En 35 ans, environ 1 250 immigrants français vinrent se joindre à la colonie. *Pour ce qui est de la natalité*, elle doubla le contingent.

Mi intento es: *A causa de la natalidad*, la colonia duplicó su contingente.

El contexto: es la inmigración francesa en Québec en el siglo XXVII.

Merci d'avance.


----------



## yserien

....y en lo que se refiere a la natalidad.......


----------



## bidule33

Pour ce qui est de: en lo que se refiere a / en cuanto a


----------



## rolandbascou

Una vez mas tenemos un texto dudoso.
La natalidad es el sujeto del verbo doblar, debía poner sencillamante "la natalité doubla le contingent". El "Pour ce qui est de" no tiene sentido aqui.


----------



## yserien

En francés no lo sé ; en español sí es correcto decir "en lo que se refiere a/ en cuanto a la natalidad ha duplicado la tasa de población."(Esa frase se ha pronunciado en un contexto en el que antes y después se hablaría/escribiría de otras cosas.


----------



## Prissss

Bonjour!
Je voudrais savoir si l'expression " pour ce qui est de" existe en espagnol... je l'aurais traduit ainsi " para lo que es de"... mais je me dis que c'est peut-être un "galicismo"...ou que cela ne se traduit pas mot à mot.

Merci!
Prissss


----------



## ñeca

Prissss said:


> Bonjour!
> Je voudrais savoir si l'expression " pour ce qui est de" existe en espagnol... je l'aurais traduit ainsi " para lo que es de"... mais je me dis que c'est peut-être un "galicismo"...ou que cela ne se traduit pas mot à mot.
> 
> Merci!
> Prissss



El contexto en que la expresión fue utilizada sería de mucha utilidad. Sin embargo está claro que "para lo que es de..." NO ES CORRECTO.

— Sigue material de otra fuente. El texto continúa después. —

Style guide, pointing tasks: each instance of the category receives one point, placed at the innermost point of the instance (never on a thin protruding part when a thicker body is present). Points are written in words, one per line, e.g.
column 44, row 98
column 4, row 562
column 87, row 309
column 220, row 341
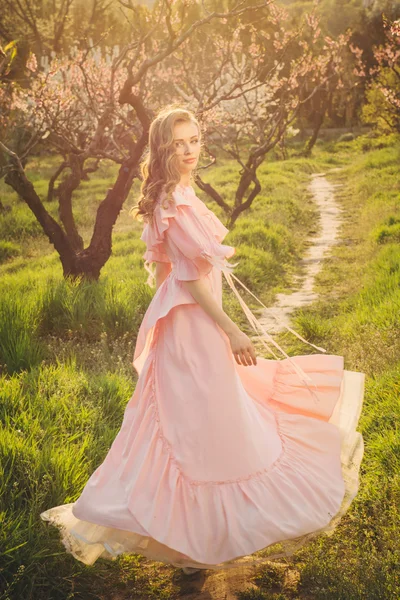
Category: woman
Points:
column 221, row 452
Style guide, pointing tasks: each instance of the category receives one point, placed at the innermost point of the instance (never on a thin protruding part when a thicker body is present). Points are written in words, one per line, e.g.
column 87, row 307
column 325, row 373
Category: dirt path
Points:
column 226, row 584
column 323, row 192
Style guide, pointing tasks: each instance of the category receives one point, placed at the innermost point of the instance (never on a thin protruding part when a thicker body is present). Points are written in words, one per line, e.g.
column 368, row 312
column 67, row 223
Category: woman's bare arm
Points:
column 162, row 272
column 241, row 344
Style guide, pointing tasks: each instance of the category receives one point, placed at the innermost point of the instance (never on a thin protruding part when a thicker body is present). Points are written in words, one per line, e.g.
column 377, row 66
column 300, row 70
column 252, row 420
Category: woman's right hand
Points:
column 242, row 348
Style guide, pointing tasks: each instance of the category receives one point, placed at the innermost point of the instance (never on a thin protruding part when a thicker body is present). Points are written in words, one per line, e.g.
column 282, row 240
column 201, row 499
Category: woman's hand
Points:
column 242, row 348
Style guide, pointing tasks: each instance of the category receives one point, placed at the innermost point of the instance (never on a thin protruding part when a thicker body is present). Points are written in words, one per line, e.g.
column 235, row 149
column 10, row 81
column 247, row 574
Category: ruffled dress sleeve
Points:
column 179, row 234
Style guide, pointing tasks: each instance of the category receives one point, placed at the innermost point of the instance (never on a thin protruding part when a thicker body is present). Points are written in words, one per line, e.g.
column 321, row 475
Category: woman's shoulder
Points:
column 178, row 197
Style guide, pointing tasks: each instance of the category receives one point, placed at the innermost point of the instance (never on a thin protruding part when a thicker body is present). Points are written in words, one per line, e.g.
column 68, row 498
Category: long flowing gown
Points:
column 214, row 460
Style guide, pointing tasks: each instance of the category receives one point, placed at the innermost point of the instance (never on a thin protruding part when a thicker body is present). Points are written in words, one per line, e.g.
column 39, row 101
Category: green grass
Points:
column 66, row 373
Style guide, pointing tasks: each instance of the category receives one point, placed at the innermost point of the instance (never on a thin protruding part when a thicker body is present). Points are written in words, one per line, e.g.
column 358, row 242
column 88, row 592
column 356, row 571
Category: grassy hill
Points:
column 66, row 373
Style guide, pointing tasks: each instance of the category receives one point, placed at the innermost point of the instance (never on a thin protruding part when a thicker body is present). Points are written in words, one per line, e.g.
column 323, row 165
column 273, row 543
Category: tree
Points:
column 90, row 108
column 383, row 93
column 250, row 97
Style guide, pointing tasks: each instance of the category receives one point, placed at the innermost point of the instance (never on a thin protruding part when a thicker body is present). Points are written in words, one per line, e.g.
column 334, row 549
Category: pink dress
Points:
column 215, row 461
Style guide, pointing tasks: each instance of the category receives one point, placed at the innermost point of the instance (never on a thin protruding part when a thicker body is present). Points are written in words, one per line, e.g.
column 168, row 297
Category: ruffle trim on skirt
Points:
column 217, row 525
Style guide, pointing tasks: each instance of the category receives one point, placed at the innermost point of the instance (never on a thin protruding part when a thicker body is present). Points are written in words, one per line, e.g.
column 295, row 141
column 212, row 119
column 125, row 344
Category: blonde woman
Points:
column 221, row 452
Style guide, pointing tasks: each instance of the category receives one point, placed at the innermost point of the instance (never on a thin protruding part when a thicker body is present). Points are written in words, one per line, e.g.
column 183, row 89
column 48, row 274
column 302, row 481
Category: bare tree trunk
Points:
column 317, row 126
column 65, row 191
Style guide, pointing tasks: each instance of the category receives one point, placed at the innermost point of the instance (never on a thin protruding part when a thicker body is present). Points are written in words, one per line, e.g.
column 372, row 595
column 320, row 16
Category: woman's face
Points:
column 187, row 146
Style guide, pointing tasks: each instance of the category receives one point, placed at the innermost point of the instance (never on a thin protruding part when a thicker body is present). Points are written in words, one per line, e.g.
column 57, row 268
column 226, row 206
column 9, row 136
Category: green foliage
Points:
column 8, row 250
column 68, row 348
column 388, row 232
column 378, row 110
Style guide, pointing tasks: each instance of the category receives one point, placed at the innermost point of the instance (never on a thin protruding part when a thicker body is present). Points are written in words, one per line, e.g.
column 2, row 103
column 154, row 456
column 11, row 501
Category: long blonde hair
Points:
column 159, row 168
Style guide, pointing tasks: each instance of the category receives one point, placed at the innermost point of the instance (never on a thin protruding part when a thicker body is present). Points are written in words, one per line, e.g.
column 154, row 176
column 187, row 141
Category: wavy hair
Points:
column 159, row 168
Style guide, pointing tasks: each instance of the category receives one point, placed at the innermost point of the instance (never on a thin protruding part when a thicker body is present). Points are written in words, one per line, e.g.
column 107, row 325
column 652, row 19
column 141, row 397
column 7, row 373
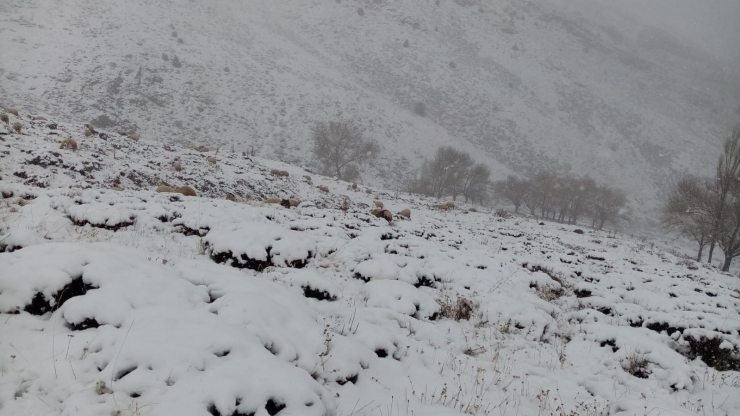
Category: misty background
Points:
column 632, row 93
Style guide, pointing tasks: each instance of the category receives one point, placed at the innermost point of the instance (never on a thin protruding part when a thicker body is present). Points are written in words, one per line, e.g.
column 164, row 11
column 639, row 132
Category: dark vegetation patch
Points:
column 610, row 342
column 190, row 231
column 40, row 305
column 310, row 292
column 245, row 262
column 87, row 323
column 123, row 373
column 214, row 412
column 115, row 227
column 637, row 365
column 582, row 293
column 712, row 355
column 274, row 406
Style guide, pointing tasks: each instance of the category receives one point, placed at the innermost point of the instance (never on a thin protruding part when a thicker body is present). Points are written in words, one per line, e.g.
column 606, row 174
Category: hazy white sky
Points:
column 712, row 24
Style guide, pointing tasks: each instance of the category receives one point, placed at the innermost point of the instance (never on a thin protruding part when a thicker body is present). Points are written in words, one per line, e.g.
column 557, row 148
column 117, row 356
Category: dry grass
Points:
column 458, row 308
column 636, row 364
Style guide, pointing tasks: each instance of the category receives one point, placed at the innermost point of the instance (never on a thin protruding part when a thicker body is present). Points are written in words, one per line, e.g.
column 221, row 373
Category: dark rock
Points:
column 40, row 305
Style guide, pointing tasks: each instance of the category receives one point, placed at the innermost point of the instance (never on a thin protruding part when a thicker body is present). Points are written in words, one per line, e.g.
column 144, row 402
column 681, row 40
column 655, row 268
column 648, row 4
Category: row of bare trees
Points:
column 564, row 198
column 452, row 173
column 708, row 210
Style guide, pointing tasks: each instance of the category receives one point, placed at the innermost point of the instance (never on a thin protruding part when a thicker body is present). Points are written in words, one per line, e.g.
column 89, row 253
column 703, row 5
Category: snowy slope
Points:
column 133, row 302
column 522, row 84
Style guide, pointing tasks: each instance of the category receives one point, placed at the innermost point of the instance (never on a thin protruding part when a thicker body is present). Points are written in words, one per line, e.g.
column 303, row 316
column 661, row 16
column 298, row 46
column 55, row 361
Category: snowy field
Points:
column 133, row 302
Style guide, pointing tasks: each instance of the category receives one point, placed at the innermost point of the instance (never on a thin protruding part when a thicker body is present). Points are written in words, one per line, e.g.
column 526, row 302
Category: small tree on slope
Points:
column 339, row 147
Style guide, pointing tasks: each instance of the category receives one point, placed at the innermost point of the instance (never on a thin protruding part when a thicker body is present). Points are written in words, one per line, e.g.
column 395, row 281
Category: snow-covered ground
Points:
column 132, row 302
column 523, row 85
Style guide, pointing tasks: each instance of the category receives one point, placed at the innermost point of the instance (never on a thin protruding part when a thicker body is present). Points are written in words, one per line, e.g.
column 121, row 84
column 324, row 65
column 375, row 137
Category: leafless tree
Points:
column 339, row 147
column 726, row 200
column 688, row 211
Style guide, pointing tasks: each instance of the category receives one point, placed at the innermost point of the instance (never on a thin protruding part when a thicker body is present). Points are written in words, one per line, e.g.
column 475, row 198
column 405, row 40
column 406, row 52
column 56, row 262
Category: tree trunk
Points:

En cambio, me animo a sugerir:
"En lo que se refiere a..."
"En lo que hace a ..."
"En cuanto a ..."

Verifica en la oración completa.
Ñeca.


----------



## totor

Otra opción:

Por lo que respecta a…


----------



## Prissss

Hola!
Gracias!
Puede ser también : con respecto a??


----------



## totor

Prissss said:


> Puede ser también : con respecto a??



Sí, y también:

*Respecto a*, o *respecto de*;

y también *al respecto*, pero ya en otra función.


----------



## morrocotudo

Bonjour.
La demande initiale ne donne pas le contexte : l’expression « pour ce qui est de » peut être suivie d’un groupe nominal ou d’un verbe à l’infinitif (ou d’une proposition infinitive).
J’avais le problème dans le second cas, dans l’autre sens, en lisant un livre de José OVEJERO et je voulais vérifier.
Extrait de ‘China para hipocondríacos’, p150 : “Viendo el comportamiento de las parejas no resulta fácil intuir que tengan una vida sexual. Aunque lo que es reproducirse, se reproducen.”
* Dans l’archivo de ‘El País’ on trouve: “Aunque*, *lo* *que* *es* reírme, sí que me reí ...”; “Faltó algo de fuerza por parte de su cantante Lorena, *aunque lo que es cantar*, cantó bien.”
Je pense donc qu’on peut utiliser « *lo que es + infinitivo* » pour traduire « *pour ce qui est de+infinitif* ». Mais attendons l’avis des natifs.
Saludos.


----------



## jidesp

Bonjour!
Je profite de ce fil pour faire une vérification:

contexte: préparation d'un repas de fête

pour ce qui est des vins,je vous aiderai à faire le bon choix

en cuanto a los vinos,le ayuderé a eligir bien

en lo que concierne ...

Merci de me dire si cela est correct!


----------



## Gévy

Hola:

Ambas expresiones son correctas.

Otra más: En lo refente al vino...

Bisous,

Gévy


----------